New Classifications of COPD Severity Based on Impulse Oscillometry: A SAIO Grade Base on ECOPD Cohort in China

Arch Bronconeumol. 2024 Oct 22:S0300-2896(24)00408-3. doi: 10.1016/j.arbres.2024.10.005. Online ahead of print.
[Article in English, Spanish]

Abstract

Background: Recently, the severities of chronic obstructive pulmonary disease (COPD) can also be assessed by impulse oscillometry (IOS). This study aimed to explore a new classification of severity of COPD based on IOS and associations with acute exacerbations (AE) in patients with COPD.

Methods: The data of our study were based on the baseline and 2-year follow-up data of a prospective cohort in China. COPD was defined as post-bronchodilator FEV1/FVC <0.70. A new severity classification (staging of airflow obstruction by IOS, SAIO) was evaluated based on IOS parameters (R5, R5-R20, and X5 z-scores). We quantified using the weighted Bangdiwala B for agreement of severities of COPD between IOS parameters and FEV1%pred. The differences among SAIO stages were performed in symptom scores and imaging using analysis of covariance, and in the AE using Poisson regression.

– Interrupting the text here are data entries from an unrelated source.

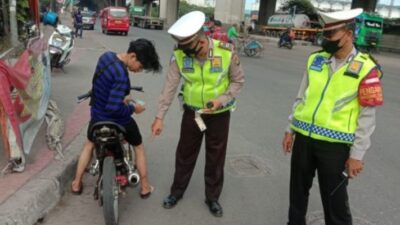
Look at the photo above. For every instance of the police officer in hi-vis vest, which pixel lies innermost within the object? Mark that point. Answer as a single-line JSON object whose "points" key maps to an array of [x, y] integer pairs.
{"points": [[332, 120], [212, 76]]}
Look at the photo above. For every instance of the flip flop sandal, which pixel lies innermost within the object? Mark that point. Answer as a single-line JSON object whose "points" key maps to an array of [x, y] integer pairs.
{"points": [[79, 192], [147, 195]]}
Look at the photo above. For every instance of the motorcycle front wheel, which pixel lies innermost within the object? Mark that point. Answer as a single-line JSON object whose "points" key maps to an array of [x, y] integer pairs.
{"points": [[110, 192], [250, 52]]}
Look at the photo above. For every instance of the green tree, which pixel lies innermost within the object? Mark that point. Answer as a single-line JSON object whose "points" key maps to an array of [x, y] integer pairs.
{"points": [[185, 7], [302, 6]]}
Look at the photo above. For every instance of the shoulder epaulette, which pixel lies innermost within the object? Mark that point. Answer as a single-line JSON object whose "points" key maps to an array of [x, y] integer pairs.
{"points": [[226, 46], [373, 59]]}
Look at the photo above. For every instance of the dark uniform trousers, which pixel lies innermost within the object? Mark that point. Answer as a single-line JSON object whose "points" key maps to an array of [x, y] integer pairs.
{"points": [[310, 155], [216, 138]]}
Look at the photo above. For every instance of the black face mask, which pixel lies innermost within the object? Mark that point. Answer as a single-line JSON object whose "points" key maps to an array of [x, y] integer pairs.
{"points": [[330, 46], [192, 52]]}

Results: Overall, 833 patients with COPD were included in this study. The weighted Bangdiwala B of R5, R5-R20, X5 z-scores, and FEV1%pred for evaluating agreement of the severities of COPD was 0.68, 0.70 and 0.83, respectively. The SAIO classifications system identified a greater number of patients with stage III-IV. SAIO provided significant discrimination between the stage I and stage III, IV for symptom scores, emphysema, and air trapping. SAIO provided significant discrimination between the stage I and other stages for AE.

Conclusions: The SAIO classifications provide discrimination between the stage I and stage III, IV for symptom scores, emphysema, air trapping, and AE, similar to the GOLD classifications.

Trial registration: Chinese Clinical Trial Registry, ChiCTR1900024643. Registered on 19 July, 2019.

Keywords: Acute exacerbations; Impulse oscillometry; Lung function decline; Severity of chronic obstructive pulmonary disease.